Economic groups have parsed the candidates’ proposals and claims, finding more often than not that Trump’s plans could hurt overall growth.
Moody’s Analytics, a Wall Street ratings agency concluded that a Trump presidency could increase the national deficit by $1.6 trillion over 10 years.
The Economist‘s global forecasting group said Trump’s proposals could hinder growth by as much as 1.5% globally.
The Peterson Institute for International Economics, a trade-focused think tank, said Trump’s plan would cost the U.S. jobs, estimating as many as 4.8 million jobs lost.
Oxford University’s Oxford Economics research firm believes Trump’s plan could remove a total $1 trillion from the U.S. economy.
These findings may sound harsh, but not surprising considering most economists aren’t enthusiastic about Trump’s overall plan as based on a recent survey that found Trump was actually their third choice for president after Libertarian candidate Gary Johnson.
“[A survey by the National Association of Business Economists] showed that 55% of its survey respondents prefer Clinton for president, versus 15% who favor Libertarian Candidate Gary Johnson. Trump actually came in third, at 14%, just less than the 15% who said they didn’t know or have no opinion who should be president.”

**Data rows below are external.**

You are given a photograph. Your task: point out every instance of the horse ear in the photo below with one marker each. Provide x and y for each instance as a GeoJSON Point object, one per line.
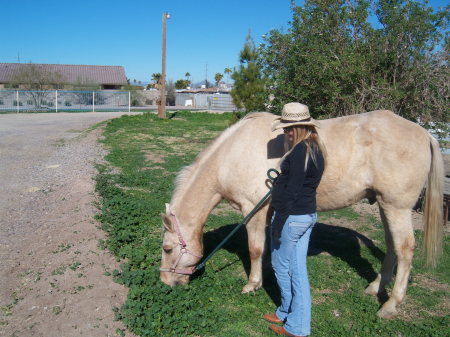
{"type": "Point", "coordinates": [166, 222]}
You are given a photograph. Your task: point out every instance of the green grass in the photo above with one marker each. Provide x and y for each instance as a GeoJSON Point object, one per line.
{"type": "Point", "coordinates": [145, 154]}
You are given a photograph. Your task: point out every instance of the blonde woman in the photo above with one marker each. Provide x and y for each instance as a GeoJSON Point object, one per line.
{"type": "Point", "coordinates": [294, 203]}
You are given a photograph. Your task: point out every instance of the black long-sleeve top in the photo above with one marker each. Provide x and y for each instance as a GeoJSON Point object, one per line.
{"type": "Point", "coordinates": [294, 192]}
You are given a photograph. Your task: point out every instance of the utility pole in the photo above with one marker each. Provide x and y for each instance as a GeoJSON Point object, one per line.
{"type": "Point", "coordinates": [162, 103]}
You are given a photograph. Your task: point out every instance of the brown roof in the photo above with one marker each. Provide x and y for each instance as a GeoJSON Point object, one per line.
{"type": "Point", "coordinates": [71, 73]}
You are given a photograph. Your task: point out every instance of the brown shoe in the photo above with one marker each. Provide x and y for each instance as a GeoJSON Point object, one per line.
{"type": "Point", "coordinates": [272, 318]}
{"type": "Point", "coordinates": [279, 330]}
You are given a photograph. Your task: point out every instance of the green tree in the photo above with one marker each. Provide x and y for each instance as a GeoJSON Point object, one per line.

While the presidential election is hardly a referendum on just one issue, millions of Americans across the country say the economy is their top concern. All the candidates have made their proposals and claim to know what will work best to fix our sluggish economy, but based on research and the analysis of leading experts in economics, the majority of experts believe Clinton has the edge when it comes to greater American prosperity.